Dentro i pozzi. Ferracuti aveva incontrato Mereu a Nuraxi Figus: «Scesi con lui sottoterra, avevano allestito una sala con tavoli di fortuna e cavalletti e convocato una conferenza stampa a livello -373, davanti al deposito erano custoditi 600 chili di tritolo e i detonatori». Parla di Massole, un uomo speciale, che ha raccontato «il corpo martoriato e sacrificato del minatore». E ne riporta una frase che tutto dice dello sfruttamento bestiale incessantemente attuato sugli operai: «In miniera si dice sono morti in tanti. Non è vero. In miniera sono stati uccisi i molti, i molti, i molti sono stati uccisi in miniera. Nessuno è andato a finire dentro, probabilmente giustamente. Il responsabile era la società, eravamo tutti noi». Così Ferracuti descrive Massole: «La sua testimonianza politica diventa storia dei vinti. Ancora la testa calva, le rughe espressive, ripete che tutti non siano riusciti a cambiare la società». E per non dimenticare – e citando un documentario di Daniele Atzeni del 2002 – ripete: «In miniera non sono morti i minatori, la società, tutti noi li abbiamo uccisi».

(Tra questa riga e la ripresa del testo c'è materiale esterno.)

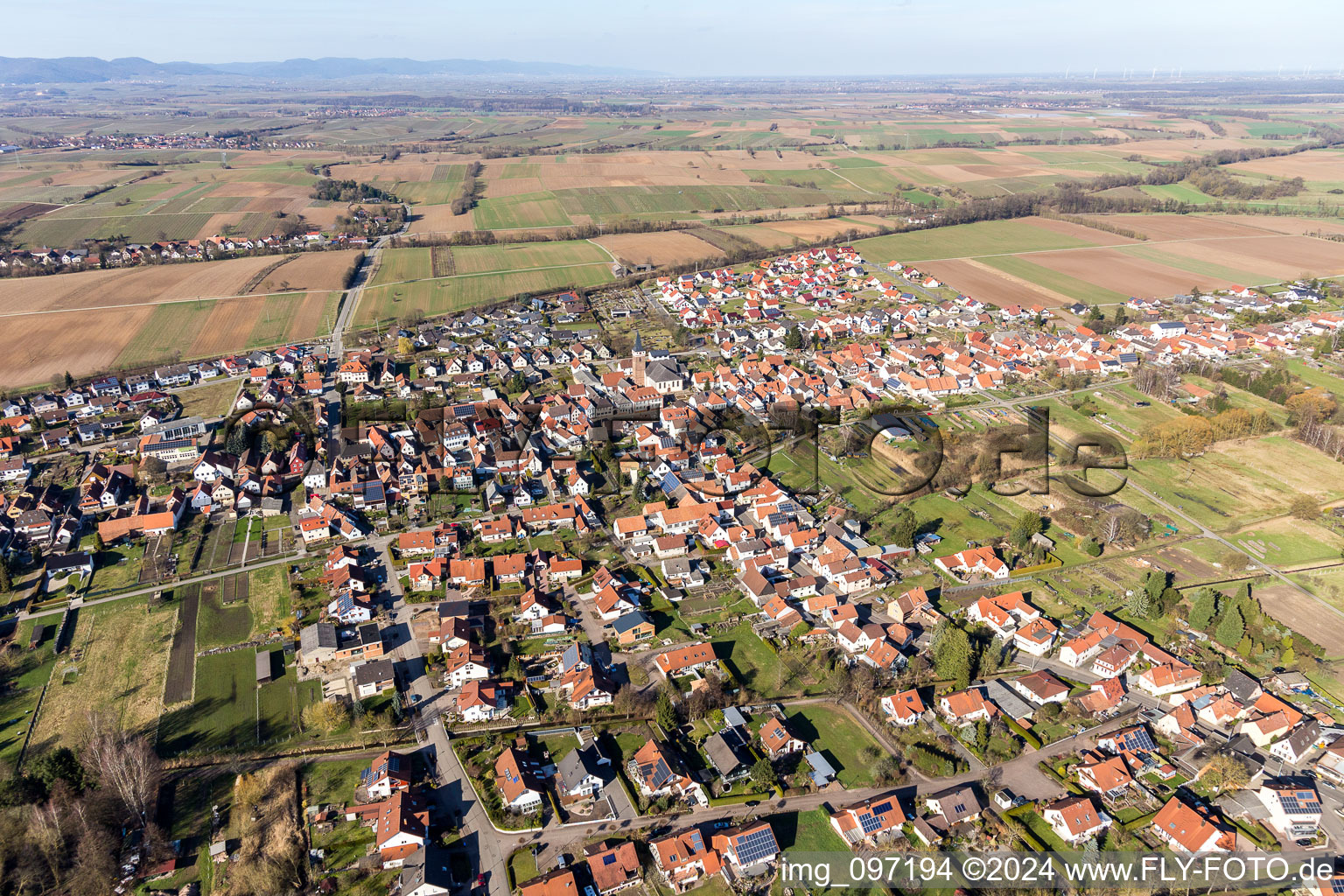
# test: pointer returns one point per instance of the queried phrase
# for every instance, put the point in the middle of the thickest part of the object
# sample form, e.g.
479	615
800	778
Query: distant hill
92	70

L’età dell’alluminio. Chiuse le miniere ecco i giorni dell’alluminio. Che, certo, era necessario per sostituire il lavoro distrutto e crearne del nuovo. Ma è diventata una storia di inquinamento, di industrie (anche a partecipazione statale) gestite malissimo, dirette peggio, manager incapaci, ciminiere fumanti di polveri dannose alla salute. Un po’ di cronaca per dire che nulla cambia. Scrive Ferracuti: «Vengo a sapere che l’Alcoa sposta le produzioni in Arabia Saudita, Norvegia e Islanda. Il progetto Kàrahnjùkar prevedeva la distruzione di tremila chilometri quadrati di paesaggio incontaminato. L’area selvaggia più grande d’Europa venne inondata da tre laghi artificiali e dalle scorie di una imponente fabbrica di alluminio con la regia dell’italiana Impregilo, che impiegava manodopera cinese, polacca e portoghese con paghe basse e condizioni di lavoro ai limiti del lecito».

Storie devastanti di un Paese e di una Sardegna che non sanno rispondere al quo vadis. La nebulosa-Italia di oggi può solo evocare il lavoro che c’era una volta.